Decoding the ICO's New Guidelines: The Do's and Don'ts of Employee Monitoring
As remote and hybrid working has grown, workplace monitoring has become a hot topic for employers and employees. A recent survey from the Information Commissioner's Office (ICO) found that 70% of the public find workplace monitoring intrusive.
With it being such a hot-button issue, it's no surprise that the ICO has now released guidance for employers who want to implement employee monitoring.
The Legal Landscape
Navigating the legal landscape of workplace monitoring can feel like walking through a maze. Workplace monitoring in the UK is governed by multiple laws. The three key pieces of legislation are:
UK GDPR
Data Protection Act 2018
Human Rights Act 1998
All of this legislation covers an individual’s right to privacy and the ICO plays a crucial role in ensuring that employers adhere to these laws.
The guidelines are comprehensive, covering not just employees but ‘workers’. This means freelancers, consultants, and contractors must be considered as well. If you are going to be monitoring your employees there are six lawful bases to do so. We’ll cover these in detail in the next section.
Lawful Monitoring
1. Consent
The most straightforward basis for monitoring is obtaining explicit consent from your employees. However, it's essential to ensure that consent is freely given, specific, and informed.
Make sure to document the consent and offer an easy way for employees to withdraw it if they change their minds.
2. Contractual Necessity
If monitoring is necessary for the performance of an employment contract, then you've got a lawful basis. For instance, tracking a delivery driver's location during work hours could fall under this category.
Clearly outline the monitoring activities in the employment contract to avoid any ambiguity.
3. Legal Obligation
If you're legally required to monitor certain activities, then you're on solid ground. For example, financial institutions often have to monitor communications to comply with anti-money laundering laws.
Keep a record of the specific legal obligations that require you to monitor activities, as you may need to justify your actions later.
4. Legitimate Interests
You can monitor employees if it serves a legitimate business interest, provided this interest is not overridden by the employees' rights and interests. For example, monitoring email traffic for data leaks could be considered a legitimate interest.

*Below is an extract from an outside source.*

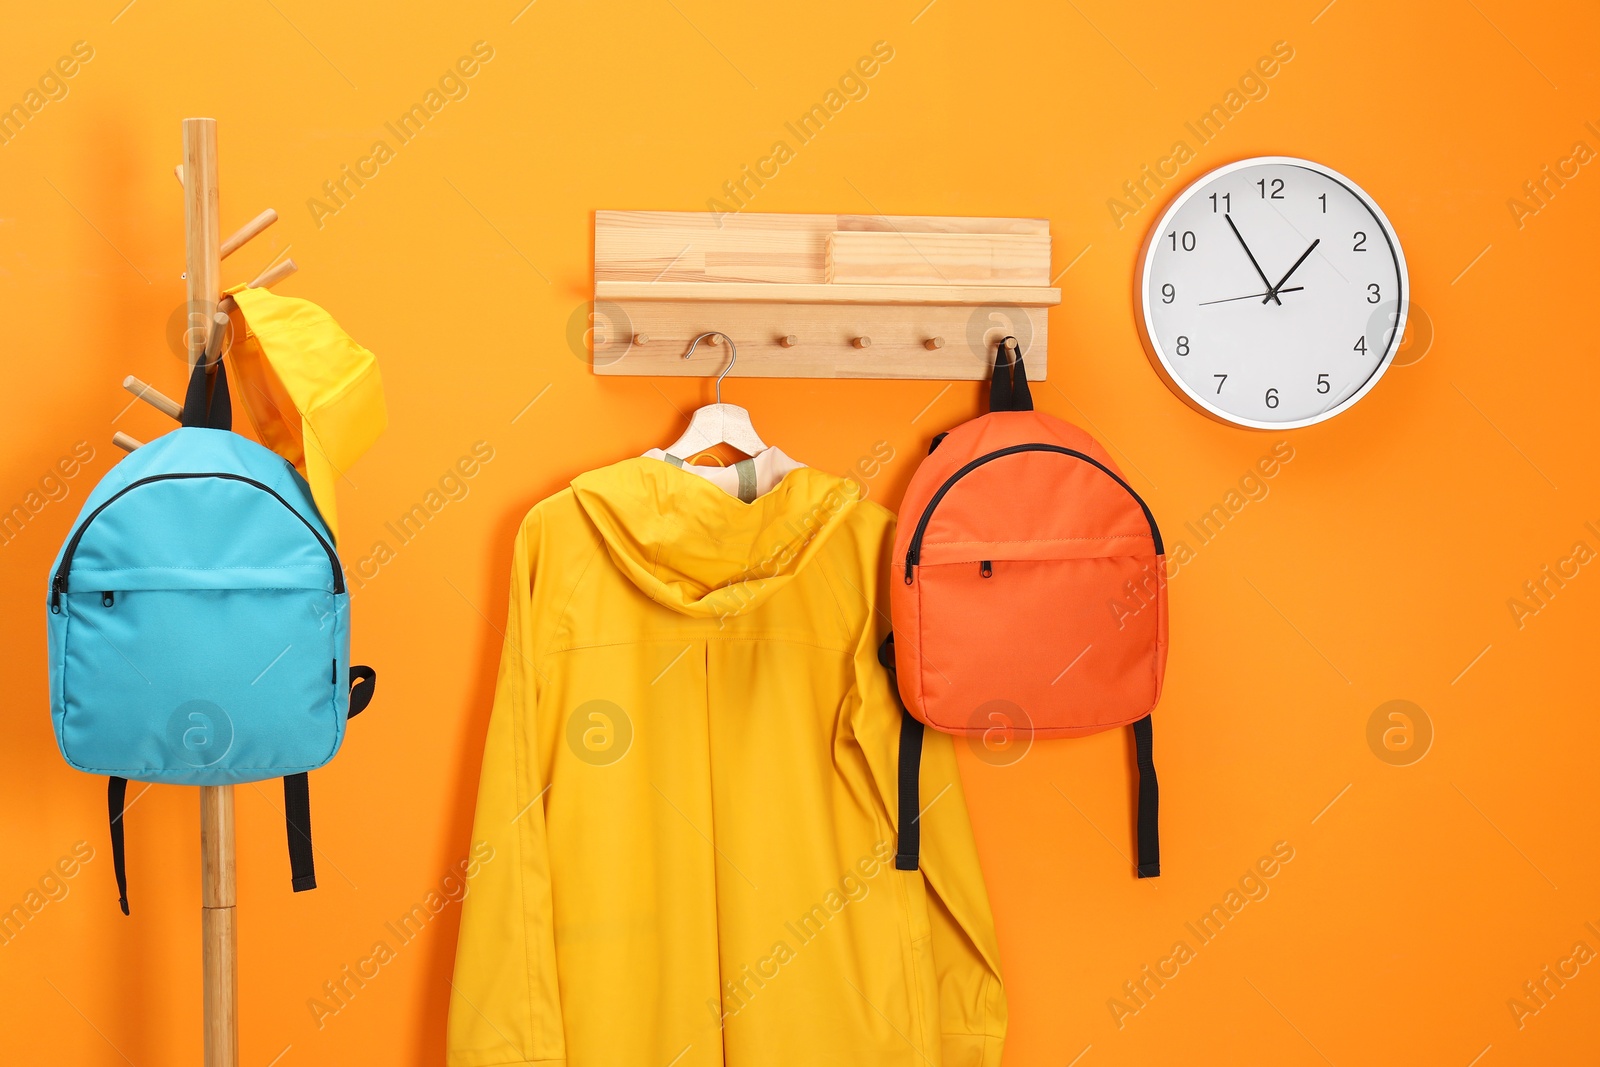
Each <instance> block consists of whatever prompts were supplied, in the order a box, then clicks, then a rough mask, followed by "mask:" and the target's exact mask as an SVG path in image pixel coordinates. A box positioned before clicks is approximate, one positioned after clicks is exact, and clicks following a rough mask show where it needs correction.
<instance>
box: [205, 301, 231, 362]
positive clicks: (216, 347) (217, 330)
mask: <svg viewBox="0 0 1600 1067" xmlns="http://www.w3.org/2000/svg"><path fill="white" fill-rule="evenodd" d="M227 325H229V318H227V312H216V314H214V315H211V334H210V336H208V338H206V342H205V363H206V366H213V365H214V363H216V362H218V360H219V358H221V357H222V339H224V338H226V336H227Z"/></svg>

Conduct a Legitimate Interests Assessment to weigh your business needs against potential impacts on employee privacy.
5. Vital Interests
This basis is rarely used but applies when monitoring is crucial for someone's life. For instance, monitoring the health of an employee working in extreme conditions could fall under this category.
Use this basis sparingly and only when absolutely necessary for safety reasons.
6. Public Task
If your organization performs tasks that are in the public interest or exercises official authority, you may have a lawful basis for monitoring. This is more common in public sector jobs.
Clearly define what constitutes a 'public task' within your organization and ensure it aligns with legal definitions.
Data Protection Impact Assessments
The ICO guidelines stress the importance of transparency, fairness, and respect for individual privacy. This is why Data Protection Impact Assessments (DPIAs) are recommended when introducing systematic monitoring.
Following the identification of one of the six lawful bases for workplace monitoring, a Data Protection Impact Assessment (DPIA) serves as your next crucial step. It is basically a risk assessment focused on the data you are processing.
A comprehensive DPIA will need to involve representatives from all the relevant teams in your organisation. Once your DPIA team is selected, you will need to consider the following:
Scope of Data Collection: What kind of data are you collecting? Is it just work-related, or does it veer into personal territory?
Purpose: Why are you collecting this data? Is it to improve productivity, ensure security, or comply with legal requirements?
Lawfulness: Which of the six lawful bases for monitoring applies to your data collection?
Risks to Rights and Freedoms: Could the data collection potentially harm employees' rights to privacy or non-discrimination?
Mitigation Measures: What steps can you take to minimize these risks? This could include technical measures like encryption or organizational measures like staff training.
Consultation: Have you sought the views of data subjects (i.e., the employees) or their representatives (like trade unions)?
This assessment helps you ensure you’re in line with all the necessary legislation. The ICO explicitly warns against prioritizing business interests over employee privacy.
As remote work becomes more prevalent, the ICO recommends higher expectations of privacy for remote workers. Employers should update their monitoring policies to reflect this new reality, including specifying the types of data that can be collected from remote workers.